The conversation went something like this:

FabFriend: I saw a picture of all these sharks in the water near some swimmers, maybe down in Florida? *shudders* No, thank you!

Me (because I'm evil and I know what makes her twitch): Okay, you've gotta do one or the other to save your life--Do you swim through those sharks or walk through a room full of snakes?

FF: I die. *holds out bowl* More salsa?

(In retrospect, I should've--hypothetically, of course--put one of her kids in the scene, as she's a real mama bear and would undoubtedly walk across those sharks' backs and use the snakes for jump ropes if her kiddos were involved.)  

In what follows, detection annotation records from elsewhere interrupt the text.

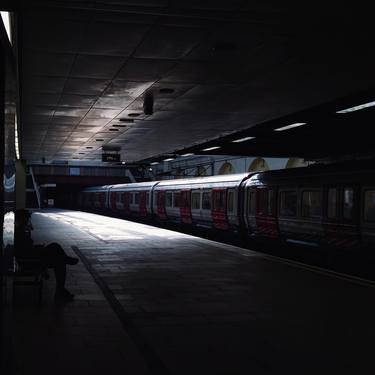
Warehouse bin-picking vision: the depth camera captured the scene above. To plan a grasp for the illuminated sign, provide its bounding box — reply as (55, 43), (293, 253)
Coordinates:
(102, 153), (120, 162)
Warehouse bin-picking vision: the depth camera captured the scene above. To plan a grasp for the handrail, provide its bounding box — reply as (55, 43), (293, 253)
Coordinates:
(30, 166), (40, 208)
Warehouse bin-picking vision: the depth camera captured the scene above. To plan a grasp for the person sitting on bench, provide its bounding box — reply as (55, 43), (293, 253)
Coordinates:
(14, 209), (78, 302)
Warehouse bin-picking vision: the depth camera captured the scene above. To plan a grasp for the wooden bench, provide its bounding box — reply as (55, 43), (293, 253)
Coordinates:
(10, 256), (48, 305)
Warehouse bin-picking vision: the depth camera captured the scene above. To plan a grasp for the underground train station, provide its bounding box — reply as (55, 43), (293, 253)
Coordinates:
(0, 0), (375, 375)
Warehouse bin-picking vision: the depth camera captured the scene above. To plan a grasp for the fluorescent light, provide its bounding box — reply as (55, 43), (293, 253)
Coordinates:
(232, 137), (255, 143)
(202, 146), (221, 151)
(336, 101), (375, 113)
(14, 113), (20, 160)
(0, 12), (12, 43)
(273, 122), (306, 132)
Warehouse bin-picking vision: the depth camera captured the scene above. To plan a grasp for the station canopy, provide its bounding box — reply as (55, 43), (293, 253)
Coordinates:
(3, 0), (375, 163)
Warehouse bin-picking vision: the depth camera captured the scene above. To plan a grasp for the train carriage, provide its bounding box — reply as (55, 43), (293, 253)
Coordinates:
(109, 181), (158, 219)
(153, 173), (248, 230)
(79, 186), (108, 212)
(79, 161), (375, 254)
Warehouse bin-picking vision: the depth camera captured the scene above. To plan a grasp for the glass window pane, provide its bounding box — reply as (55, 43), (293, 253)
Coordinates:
(302, 191), (322, 217)
(173, 193), (180, 207)
(257, 189), (268, 215)
(248, 191), (256, 215)
(327, 188), (337, 219)
(343, 188), (354, 220)
(165, 191), (172, 207)
(280, 191), (297, 216)
(191, 192), (201, 210)
(202, 191), (211, 210)
(365, 190), (375, 222)
(228, 191), (234, 212)
(267, 190), (274, 216)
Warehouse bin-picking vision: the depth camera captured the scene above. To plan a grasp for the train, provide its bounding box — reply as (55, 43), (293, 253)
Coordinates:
(78, 162), (375, 251)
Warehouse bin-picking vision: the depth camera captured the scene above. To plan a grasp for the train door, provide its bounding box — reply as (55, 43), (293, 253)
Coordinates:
(190, 189), (202, 224)
(300, 187), (324, 246)
(156, 191), (167, 220)
(99, 193), (105, 209)
(109, 191), (117, 211)
(361, 186), (375, 249)
(323, 185), (360, 249)
(211, 189), (229, 230)
(227, 189), (239, 228)
(245, 188), (256, 234)
(123, 191), (130, 215)
(200, 190), (212, 226)
(139, 191), (147, 217)
(255, 187), (279, 238)
(180, 189), (192, 224)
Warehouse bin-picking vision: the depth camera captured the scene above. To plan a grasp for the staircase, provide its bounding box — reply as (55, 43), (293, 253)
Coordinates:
(26, 166), (40, 208)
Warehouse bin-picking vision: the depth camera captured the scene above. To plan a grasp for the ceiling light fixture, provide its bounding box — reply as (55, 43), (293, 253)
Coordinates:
(273, 122), (307, 132)
(232, 137), (255, 143)
(159, 87), (174, 94)
(336, 101), (375, 113)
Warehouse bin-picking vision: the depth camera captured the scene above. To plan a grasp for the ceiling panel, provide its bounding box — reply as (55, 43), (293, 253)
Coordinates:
(19, 0), (375, 161)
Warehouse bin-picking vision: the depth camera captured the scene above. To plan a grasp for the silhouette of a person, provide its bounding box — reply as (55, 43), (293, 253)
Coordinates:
(14, 209), (78, 302)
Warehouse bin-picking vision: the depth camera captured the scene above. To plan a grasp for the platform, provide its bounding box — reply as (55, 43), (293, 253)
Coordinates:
(7, 210), (375, 375)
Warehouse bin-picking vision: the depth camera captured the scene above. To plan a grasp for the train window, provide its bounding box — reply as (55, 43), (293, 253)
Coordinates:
(165, 191), (172, 207)
(202, 191), (211, 210)
(343, 188), (354, 220)
(327, 188), (337, 219)
(257, 188), (268, 215)
(180, 191), (189, 207)
(267, 190), (275, 216)
(248, 191), (256, 215)
(280, 191), (297, 216)
(173, 193), (180, 208)
(213, 191), (225, 210)
(228, 190), (234, 212)
(365, 190), (375, 222)
(302, 191), (322, 217)
(116, 193), (122, 203)
(191, 191), (201, 210)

If she had turned it back on me, I would've been okay, as I think snakes and sharks are both pretty cool, and love watching them in the wild. If she had asked about putting me in a glass box and filling it with spiders, however, it would've been Game Over! *shivers* *shudders* *does little squirmy I think there's something up my pant leg dance*

You know that meme with a picture of a burning house and the caption "There was a spider, but I think I got it"? Yeah, that's me. Or it would be, if I didn't have that pesky live-and-let-live gene going on. So more often it's that age-old battle cry of: "Honey? Could you come get the spider and take it outside?" (At six-four, Arizona can pluck the suckers off our ceilings flat-footed. And, of course, put bowls and groceries on the tippy top shelves, just so I have to climb up on the counters to get them down.)

The other day, I did the leap-EUUUWGH! thing upon discovering a Giant Wood Spider lurking beneath the solar collector for our motion-activated lights. Whereupon Arizona went into Crocodile Hunter mode and hunkered down to study Mr. Spider, and was all like, "Ohhh, look! Babies! There have to be thousands of them! Come see!"

(Okay, maybe it was Mrs. Spider.)

Me: No. Thank. You. (In retrospect, I should've said, "I die. More salsa?")

How about you ... would you swim through sharks, walk through snakes, or get packed in with spiders? Or, yanno, snag more salsa?